L’Europe unis s’est découpaient en états, mais cette déstructuration conduit souvent à la guerre d’où ses multiples propositions. 

Dans ces projets on voit 3 choses : 

                   – une logique du fédéralisme c.-à-d. contraindre les états à ne pas pouvoir revenir sur leur engagements, il faut les intégrer économiquement.

                   -une logique humaniste, l’Europe pour éviter la guerre, ainsi qu’une nouvelle Europe fondé sur un autre et meilleur échange économique, le prb c’est que ça s’affronte à la souveraineté des états.

                   -Une logique économique, éviter le protectionnisme étatique.

Ces idées sont en germes, et arrive la seconde guerre mondiale.

3sturcutures différente:

Conseil de l’Europe est Une organisation internationale a part entière (celle qui a élaboré la convention des droits de l’homme).

Le conseil européen et le conseil des ministres (de l’UE) sont 2 organes de l’UE. Le premier réunis les chefs d’états et de gouvernement membres et le président des états membres, l’autres les ministres.

  II) les suites du congrès de la Haye

On a un terreau avec des idées mais avec une guerre à cotés, cette dernières va être tellement atroce que les états souverains vont être très affaiblis et perdre le monopole de maitre du monde. 

Les idées humanistes pourront passés à ce moment. Par le congrès à la Haye en 1948. Ce n’est pas une conférence intergouvernementale, mais un congrès privé, une conférence mis en place à l’initiative de plusieurs associations (ONG), en particulier par celles qui se retrouvent sous la bannière du mouvement européen. Elles vont discutées de l’avenir de l’Europe après la seconde guerre mondiale, par des personnalités politiques en tant qu’indépendant. Présidé par Churchill, et des représentants du monde économique (ex : KLM), des syndicalistes, des gents du monde de la culture, des gens pro-européens. 

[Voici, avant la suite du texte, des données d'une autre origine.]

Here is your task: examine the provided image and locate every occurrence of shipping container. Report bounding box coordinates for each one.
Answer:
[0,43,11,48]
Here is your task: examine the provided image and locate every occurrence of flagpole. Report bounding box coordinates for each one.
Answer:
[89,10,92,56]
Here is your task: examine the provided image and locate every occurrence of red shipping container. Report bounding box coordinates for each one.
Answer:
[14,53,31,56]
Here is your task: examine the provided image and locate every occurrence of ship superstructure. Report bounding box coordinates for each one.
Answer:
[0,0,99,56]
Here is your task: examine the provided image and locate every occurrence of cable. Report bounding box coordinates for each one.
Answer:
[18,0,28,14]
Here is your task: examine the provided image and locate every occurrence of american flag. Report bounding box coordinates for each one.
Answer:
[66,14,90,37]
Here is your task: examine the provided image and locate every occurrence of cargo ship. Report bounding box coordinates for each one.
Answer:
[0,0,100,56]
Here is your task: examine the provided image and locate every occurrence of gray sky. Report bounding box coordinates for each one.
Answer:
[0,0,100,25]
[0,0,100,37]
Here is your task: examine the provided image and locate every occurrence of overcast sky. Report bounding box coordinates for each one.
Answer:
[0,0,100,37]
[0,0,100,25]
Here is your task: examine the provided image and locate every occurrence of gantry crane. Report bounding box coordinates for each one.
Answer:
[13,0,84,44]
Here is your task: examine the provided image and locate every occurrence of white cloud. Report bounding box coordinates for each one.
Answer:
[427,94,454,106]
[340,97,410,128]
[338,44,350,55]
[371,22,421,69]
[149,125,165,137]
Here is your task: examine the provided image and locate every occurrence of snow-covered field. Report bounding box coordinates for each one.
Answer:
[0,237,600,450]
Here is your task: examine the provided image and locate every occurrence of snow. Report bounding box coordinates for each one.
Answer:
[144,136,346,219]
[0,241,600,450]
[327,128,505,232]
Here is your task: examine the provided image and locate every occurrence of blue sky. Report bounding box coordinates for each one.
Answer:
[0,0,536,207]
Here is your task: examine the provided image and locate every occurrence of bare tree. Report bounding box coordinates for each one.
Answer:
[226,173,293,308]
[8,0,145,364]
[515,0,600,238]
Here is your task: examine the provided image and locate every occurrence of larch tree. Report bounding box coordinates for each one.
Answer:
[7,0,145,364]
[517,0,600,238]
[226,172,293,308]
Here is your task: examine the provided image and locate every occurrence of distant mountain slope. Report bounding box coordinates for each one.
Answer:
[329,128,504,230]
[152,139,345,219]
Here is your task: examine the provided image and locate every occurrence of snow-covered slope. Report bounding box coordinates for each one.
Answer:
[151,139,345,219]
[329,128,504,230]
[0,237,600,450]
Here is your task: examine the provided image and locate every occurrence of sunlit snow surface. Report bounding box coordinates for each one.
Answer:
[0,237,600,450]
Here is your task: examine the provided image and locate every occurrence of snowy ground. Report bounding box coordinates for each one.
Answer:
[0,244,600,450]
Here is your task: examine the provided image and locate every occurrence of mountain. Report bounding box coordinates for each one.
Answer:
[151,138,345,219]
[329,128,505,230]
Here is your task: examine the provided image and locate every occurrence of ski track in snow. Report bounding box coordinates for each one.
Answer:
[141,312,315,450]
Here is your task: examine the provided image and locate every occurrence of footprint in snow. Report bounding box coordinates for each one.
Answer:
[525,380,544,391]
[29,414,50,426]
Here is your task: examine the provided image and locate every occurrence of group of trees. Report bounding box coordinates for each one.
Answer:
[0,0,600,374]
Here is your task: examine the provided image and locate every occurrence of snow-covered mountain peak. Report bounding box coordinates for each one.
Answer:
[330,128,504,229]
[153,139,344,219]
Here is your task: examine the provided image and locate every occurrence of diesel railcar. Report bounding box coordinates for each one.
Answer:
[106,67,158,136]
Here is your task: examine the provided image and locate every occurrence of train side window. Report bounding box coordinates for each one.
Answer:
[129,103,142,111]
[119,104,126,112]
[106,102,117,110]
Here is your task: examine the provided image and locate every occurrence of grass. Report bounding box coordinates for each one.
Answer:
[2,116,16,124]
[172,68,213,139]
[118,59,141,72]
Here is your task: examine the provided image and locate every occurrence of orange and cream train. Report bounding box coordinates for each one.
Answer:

Les politiques vont être poussés à agir, et 3 solutions ressortent: 

courant minimalistes (intergouvernementales) : Les gouvernements retournent chez eux et poussent leur états à créer une organisation de coopération classique pour discuter. 

courant humanistes : il faudrait que les états européens s’engagent par traité à ne plus jamais commettent ce qui c’est passé en mettant une vigie permanente pour vérifier ce qu’ils font. 

courant fédéraliste : Il faut la création de lien beaucoup plus étroit pour véritablement éviter la guerre, une symbiose interétatique. (Ex: états unis d’Europe).  

 De ces 3 groupes vont naitre les différents organes. 

Le congrès de la Haye réalise le Traité de Londres du 5 mai 1949 qui institut le conseil de l’Europe.